If you do offer split URLs, supporting an additional form of splitting by PSL might also be useful in some cases (such as the PSL suffix in one part and the rest in another). But, libcurl doesn't give you that so it would need to be done by trurl itself.

elig0n commented 3 months ago

I suppose that would then be a "host" array since it can in theory contain a large number of parts. A reverse-sorted list perhaps so that it starts with the TLD?

Maybe just another sub-object with key-value pairs would suffice

bagder commented 3 months ago

Since a path is always separated by slashes and a host name is always separated by periods, I don't quite see the need for trurl to that that splitting. There are plenty of help in tools and languages to split a string by a given separator.
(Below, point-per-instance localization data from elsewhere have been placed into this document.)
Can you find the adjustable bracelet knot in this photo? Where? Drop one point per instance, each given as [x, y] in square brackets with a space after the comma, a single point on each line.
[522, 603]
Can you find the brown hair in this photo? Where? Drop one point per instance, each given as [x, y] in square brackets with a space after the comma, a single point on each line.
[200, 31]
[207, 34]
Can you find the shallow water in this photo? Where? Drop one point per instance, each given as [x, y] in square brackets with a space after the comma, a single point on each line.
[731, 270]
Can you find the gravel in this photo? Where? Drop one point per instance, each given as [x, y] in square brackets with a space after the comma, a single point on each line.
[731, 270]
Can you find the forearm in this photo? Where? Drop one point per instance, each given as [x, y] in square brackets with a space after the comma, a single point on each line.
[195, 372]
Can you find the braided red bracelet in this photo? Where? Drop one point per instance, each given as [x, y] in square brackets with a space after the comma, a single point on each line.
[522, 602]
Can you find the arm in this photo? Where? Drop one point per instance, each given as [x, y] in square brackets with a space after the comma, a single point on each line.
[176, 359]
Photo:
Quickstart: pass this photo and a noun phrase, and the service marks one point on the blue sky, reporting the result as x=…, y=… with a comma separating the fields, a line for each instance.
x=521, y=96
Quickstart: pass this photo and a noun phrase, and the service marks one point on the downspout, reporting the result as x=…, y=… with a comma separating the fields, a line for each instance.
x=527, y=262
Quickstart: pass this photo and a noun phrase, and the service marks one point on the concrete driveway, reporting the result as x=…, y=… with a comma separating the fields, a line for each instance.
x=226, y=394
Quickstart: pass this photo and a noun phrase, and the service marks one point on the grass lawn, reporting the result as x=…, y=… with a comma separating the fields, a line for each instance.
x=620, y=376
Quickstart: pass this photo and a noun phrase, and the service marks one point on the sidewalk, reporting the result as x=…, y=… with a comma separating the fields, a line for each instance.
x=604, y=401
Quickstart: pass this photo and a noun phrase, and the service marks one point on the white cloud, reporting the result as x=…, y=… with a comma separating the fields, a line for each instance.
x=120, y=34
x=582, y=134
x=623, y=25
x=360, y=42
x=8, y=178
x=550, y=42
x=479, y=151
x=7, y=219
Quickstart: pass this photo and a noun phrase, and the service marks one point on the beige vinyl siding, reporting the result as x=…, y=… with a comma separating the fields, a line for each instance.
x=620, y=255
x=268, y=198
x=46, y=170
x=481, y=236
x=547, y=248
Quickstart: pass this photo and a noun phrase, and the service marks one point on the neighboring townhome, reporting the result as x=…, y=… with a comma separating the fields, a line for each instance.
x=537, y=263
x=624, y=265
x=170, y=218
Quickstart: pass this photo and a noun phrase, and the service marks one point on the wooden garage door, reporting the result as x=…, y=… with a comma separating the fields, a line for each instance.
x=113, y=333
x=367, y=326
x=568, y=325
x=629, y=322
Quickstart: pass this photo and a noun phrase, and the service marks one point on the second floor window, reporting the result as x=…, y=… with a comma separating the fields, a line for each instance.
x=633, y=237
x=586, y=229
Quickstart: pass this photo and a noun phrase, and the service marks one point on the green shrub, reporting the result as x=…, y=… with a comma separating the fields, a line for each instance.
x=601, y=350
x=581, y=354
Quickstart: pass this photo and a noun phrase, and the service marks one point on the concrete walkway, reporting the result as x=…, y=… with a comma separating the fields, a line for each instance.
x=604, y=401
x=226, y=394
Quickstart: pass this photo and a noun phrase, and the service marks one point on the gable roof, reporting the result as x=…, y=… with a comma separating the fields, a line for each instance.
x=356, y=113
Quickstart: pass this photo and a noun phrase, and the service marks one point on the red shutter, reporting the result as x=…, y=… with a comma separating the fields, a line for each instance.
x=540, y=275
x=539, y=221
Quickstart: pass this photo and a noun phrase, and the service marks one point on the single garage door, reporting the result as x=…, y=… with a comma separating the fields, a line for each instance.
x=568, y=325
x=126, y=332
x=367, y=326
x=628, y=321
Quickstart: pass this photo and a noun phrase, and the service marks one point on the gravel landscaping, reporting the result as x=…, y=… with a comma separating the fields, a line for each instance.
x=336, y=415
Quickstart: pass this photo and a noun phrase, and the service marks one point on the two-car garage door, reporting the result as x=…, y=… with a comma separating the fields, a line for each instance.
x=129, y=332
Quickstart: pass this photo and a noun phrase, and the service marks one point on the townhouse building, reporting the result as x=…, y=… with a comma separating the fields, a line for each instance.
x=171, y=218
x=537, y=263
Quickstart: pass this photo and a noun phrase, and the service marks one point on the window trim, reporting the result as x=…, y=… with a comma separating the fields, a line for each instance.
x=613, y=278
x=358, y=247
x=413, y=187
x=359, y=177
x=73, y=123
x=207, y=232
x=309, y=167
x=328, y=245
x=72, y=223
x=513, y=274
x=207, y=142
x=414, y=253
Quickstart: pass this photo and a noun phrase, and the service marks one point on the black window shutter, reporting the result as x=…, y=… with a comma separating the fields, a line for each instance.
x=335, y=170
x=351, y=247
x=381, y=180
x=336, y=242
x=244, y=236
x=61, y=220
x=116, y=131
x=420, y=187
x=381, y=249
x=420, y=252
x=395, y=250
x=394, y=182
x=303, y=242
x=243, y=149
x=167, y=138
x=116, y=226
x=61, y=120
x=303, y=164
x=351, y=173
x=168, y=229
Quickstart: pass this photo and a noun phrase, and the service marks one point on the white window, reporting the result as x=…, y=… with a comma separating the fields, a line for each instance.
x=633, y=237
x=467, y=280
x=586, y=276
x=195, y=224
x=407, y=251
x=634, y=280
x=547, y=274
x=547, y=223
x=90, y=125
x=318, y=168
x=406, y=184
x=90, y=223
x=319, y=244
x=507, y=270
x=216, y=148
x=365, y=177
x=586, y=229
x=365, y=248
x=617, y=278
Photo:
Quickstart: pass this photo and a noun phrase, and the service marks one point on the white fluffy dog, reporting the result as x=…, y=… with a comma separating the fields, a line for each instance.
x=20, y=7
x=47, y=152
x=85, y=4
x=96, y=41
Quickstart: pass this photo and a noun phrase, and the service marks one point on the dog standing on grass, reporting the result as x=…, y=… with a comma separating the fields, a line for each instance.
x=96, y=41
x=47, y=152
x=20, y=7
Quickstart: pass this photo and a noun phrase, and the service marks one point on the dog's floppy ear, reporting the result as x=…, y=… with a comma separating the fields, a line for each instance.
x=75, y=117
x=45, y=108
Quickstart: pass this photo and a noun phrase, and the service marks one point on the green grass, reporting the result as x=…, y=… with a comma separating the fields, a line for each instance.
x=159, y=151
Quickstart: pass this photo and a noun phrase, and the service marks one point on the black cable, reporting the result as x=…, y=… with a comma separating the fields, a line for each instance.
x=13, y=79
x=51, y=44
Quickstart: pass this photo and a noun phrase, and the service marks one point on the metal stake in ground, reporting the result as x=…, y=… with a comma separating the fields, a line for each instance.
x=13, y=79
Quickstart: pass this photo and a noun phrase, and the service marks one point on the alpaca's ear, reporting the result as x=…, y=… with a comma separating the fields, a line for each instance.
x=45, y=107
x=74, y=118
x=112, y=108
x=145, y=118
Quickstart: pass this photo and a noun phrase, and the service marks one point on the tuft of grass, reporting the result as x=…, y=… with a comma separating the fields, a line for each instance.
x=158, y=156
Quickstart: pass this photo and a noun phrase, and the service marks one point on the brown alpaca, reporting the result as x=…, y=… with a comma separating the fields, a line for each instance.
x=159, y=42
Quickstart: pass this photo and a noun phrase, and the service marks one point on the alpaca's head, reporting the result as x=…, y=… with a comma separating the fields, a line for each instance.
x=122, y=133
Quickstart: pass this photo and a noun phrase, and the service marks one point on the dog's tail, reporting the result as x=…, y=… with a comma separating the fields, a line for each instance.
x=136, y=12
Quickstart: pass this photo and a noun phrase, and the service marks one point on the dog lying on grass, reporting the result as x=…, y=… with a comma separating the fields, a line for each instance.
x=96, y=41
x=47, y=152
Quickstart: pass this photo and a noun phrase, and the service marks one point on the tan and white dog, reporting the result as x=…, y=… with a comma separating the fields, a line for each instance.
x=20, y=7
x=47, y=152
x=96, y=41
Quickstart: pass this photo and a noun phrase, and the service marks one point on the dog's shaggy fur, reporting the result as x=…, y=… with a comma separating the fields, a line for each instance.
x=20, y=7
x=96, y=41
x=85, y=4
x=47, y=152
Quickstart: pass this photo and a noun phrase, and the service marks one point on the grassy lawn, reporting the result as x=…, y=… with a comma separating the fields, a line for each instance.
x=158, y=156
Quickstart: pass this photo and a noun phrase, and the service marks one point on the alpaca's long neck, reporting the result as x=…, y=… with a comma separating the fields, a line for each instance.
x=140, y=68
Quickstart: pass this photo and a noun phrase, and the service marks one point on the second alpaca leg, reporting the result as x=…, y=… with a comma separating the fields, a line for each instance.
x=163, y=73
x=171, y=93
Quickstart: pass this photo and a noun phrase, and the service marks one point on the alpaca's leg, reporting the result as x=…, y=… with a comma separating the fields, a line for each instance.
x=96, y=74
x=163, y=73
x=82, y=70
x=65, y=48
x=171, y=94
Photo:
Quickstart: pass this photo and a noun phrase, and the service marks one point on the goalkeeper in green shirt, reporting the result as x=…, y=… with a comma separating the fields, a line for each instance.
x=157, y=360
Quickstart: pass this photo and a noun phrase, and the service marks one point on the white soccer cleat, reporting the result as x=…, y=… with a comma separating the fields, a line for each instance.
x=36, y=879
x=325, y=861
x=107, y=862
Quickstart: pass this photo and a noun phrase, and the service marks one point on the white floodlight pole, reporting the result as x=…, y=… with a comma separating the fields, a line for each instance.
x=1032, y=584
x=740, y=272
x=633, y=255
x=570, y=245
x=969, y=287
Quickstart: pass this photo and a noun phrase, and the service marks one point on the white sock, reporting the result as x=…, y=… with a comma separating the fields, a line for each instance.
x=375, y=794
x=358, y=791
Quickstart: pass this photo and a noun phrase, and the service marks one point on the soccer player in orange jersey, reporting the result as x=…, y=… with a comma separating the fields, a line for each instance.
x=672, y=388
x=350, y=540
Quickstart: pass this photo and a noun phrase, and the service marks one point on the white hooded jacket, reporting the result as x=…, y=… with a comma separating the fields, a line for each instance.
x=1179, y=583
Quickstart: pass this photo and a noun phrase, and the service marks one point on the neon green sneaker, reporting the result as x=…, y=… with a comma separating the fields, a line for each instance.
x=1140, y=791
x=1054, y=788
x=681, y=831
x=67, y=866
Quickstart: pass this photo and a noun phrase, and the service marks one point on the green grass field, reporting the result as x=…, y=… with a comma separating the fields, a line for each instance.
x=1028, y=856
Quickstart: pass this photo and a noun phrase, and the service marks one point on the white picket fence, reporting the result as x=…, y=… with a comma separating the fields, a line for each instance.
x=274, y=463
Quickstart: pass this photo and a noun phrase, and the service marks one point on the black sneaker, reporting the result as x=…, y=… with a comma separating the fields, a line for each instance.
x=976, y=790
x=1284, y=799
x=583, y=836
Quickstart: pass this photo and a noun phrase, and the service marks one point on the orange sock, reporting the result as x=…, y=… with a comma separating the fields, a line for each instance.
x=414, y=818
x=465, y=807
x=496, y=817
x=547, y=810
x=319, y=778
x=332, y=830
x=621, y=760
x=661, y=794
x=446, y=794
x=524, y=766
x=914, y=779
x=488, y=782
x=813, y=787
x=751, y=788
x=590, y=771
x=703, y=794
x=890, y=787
As @dfandrich mentions, getting a PSL out of the host name would be different - but that would require either a API change in libcurl or that trurl accesses libpsl itself. Not something I personally feel is worth it.

elig0n commented 3 months ago

Why would you defer the job of splitting paths in the JSON trurl generates to the user who runs i.e. jq ? They should only care about extracting the data they need and not parsing. A common Unix philosophy says: do one thing and do it well.

emanuele6 commented 3 months ago

A common Unix philosophy says: do one thing and do it well.

The entire point of that is to not do overly task-specific things in your tools so that the tool can be more generic and it is possible to use external tools to easily integrate it in many different complex applications. I don't understand how else you are interpreting that saying.